Prospettive assistenziali, n. 88, ottobre-dicembre
1989
IL RIENTRO IN SERVIZIO DEGLI
AGUZZINI DELLA CASA DI RIPOSO DI MESTRE: UN ESEMPIO DI INCIVILTÀ
«Il
Tribunale civile e penale di Venezia (sezione prima) visti gli artt. 477, 483,
488, 489 c.p.p. dichiara Cerato Adriano, Gomirato Luigino, Mulachié Vittorio,
Memo Daniele (1), Maso Giancarlo, Checchin Arnaldo, Zanetti
Cesarino e Cabbia Bruno responsabili del reato di cui all'art. 572 c.p.
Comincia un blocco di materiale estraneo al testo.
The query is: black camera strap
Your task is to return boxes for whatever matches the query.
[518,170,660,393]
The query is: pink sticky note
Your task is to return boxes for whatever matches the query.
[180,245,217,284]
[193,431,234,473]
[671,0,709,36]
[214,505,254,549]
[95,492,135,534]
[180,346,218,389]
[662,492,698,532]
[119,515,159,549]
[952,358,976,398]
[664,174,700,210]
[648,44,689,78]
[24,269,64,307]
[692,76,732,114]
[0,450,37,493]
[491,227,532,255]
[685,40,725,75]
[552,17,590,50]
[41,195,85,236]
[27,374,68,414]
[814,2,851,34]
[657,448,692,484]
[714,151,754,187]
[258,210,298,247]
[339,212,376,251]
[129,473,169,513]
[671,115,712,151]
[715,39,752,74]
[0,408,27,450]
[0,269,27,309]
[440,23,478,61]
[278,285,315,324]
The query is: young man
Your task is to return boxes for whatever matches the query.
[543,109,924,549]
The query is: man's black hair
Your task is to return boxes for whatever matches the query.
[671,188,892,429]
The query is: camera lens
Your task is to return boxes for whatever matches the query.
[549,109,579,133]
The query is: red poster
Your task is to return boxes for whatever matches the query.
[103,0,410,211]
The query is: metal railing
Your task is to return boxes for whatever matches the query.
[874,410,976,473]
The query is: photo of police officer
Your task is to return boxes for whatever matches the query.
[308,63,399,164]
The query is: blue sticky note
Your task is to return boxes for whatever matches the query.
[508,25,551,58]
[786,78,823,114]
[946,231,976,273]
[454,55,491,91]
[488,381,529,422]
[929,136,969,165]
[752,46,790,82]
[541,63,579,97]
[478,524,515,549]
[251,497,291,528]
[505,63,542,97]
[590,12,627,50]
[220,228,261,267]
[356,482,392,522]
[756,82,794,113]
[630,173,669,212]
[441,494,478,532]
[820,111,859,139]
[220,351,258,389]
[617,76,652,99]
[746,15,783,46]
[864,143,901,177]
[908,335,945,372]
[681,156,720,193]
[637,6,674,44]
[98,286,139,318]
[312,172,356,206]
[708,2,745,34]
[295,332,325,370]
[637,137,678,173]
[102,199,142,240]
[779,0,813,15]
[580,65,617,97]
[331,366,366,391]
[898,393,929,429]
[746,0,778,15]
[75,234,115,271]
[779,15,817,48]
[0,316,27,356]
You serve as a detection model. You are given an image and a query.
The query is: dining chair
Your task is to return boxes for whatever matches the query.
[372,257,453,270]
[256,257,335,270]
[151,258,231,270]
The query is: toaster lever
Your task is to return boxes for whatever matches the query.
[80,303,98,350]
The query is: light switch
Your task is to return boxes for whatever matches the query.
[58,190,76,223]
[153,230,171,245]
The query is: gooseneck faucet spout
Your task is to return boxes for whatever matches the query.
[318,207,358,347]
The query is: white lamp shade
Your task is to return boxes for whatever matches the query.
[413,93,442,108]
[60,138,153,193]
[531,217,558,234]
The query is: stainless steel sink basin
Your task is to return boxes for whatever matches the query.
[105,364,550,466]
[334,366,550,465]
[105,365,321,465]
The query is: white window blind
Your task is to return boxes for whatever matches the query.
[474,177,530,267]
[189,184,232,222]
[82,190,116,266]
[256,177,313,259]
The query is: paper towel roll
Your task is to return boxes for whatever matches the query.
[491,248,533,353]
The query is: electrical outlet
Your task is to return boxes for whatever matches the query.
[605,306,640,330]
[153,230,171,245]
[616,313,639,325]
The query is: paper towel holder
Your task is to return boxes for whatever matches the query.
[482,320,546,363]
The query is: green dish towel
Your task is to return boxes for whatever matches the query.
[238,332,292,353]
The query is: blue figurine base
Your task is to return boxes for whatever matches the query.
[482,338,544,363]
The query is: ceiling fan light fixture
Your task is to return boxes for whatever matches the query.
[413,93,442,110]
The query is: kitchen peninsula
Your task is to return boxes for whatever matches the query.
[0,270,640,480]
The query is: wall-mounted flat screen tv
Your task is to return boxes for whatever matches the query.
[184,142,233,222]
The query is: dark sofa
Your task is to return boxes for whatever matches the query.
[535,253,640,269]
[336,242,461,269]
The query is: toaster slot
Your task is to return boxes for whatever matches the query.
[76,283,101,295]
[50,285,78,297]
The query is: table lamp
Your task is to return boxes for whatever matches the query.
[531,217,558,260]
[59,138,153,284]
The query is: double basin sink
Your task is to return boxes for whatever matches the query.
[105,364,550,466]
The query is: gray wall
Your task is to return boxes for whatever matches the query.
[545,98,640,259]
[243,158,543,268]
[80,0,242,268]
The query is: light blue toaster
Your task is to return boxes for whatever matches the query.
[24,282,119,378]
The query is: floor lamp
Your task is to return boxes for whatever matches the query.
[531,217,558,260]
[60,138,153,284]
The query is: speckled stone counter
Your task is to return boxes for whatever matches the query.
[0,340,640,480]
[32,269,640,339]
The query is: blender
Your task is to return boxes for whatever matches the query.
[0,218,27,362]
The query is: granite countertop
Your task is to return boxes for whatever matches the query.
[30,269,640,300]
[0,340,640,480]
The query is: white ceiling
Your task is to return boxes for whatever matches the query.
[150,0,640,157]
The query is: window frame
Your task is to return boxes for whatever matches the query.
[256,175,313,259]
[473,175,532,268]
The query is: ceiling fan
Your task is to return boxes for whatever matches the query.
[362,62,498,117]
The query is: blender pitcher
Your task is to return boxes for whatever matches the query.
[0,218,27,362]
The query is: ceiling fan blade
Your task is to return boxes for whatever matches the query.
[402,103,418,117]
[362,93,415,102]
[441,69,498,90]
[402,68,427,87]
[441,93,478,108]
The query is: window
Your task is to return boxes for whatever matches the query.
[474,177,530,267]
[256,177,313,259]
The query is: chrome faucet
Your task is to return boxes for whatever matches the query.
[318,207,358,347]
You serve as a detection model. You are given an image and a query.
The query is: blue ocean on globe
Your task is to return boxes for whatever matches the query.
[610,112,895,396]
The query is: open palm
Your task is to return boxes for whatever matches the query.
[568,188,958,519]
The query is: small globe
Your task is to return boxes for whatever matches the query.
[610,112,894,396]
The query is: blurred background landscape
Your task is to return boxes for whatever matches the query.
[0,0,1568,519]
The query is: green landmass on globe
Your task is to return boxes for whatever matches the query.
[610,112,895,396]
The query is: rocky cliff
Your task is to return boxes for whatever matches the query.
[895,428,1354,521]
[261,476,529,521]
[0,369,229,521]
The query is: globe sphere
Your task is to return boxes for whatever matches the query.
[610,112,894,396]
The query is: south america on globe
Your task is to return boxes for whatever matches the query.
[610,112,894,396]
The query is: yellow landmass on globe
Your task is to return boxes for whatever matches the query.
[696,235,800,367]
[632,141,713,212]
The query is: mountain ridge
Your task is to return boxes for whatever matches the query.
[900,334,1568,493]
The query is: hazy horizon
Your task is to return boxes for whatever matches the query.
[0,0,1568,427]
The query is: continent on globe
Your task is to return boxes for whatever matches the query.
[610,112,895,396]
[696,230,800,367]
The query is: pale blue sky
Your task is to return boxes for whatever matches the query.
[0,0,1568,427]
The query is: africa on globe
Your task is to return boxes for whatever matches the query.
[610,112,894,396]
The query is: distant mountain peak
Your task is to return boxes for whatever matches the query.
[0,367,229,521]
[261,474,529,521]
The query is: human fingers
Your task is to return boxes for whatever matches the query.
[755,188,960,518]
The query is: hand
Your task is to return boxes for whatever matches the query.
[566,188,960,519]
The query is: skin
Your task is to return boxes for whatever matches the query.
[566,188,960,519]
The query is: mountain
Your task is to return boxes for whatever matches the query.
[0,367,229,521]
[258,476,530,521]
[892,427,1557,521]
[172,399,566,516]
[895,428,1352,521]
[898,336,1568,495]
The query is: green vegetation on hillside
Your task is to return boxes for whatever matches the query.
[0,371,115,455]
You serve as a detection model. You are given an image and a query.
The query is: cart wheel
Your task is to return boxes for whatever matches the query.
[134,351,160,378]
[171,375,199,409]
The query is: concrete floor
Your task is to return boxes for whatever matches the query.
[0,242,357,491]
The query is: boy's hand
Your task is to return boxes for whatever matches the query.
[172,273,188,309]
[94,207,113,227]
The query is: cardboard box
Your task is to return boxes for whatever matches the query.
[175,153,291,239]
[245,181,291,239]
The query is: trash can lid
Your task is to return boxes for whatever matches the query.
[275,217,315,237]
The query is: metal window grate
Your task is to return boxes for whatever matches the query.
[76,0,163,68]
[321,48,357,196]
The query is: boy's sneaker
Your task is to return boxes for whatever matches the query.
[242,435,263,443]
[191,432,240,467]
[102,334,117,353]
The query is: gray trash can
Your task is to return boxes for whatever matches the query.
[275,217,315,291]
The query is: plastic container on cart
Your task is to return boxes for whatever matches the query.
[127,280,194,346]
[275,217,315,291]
perché, in concorso tra loro, abusando dei poteri e violando i doveri inerenti
alla funzione esercitata nella loro qualità di infermieri e addetti presso la
Casa di riposo di Mestre, agendo per motivi abbietti, maltrattavano anziani
degenti ad essi affidati per ragioni di cura (sino al marzo 1982).
«Dichiara
inoltre responsabili: Maso Giancarlo del reato di cui agli artt. 61 n. 1, n.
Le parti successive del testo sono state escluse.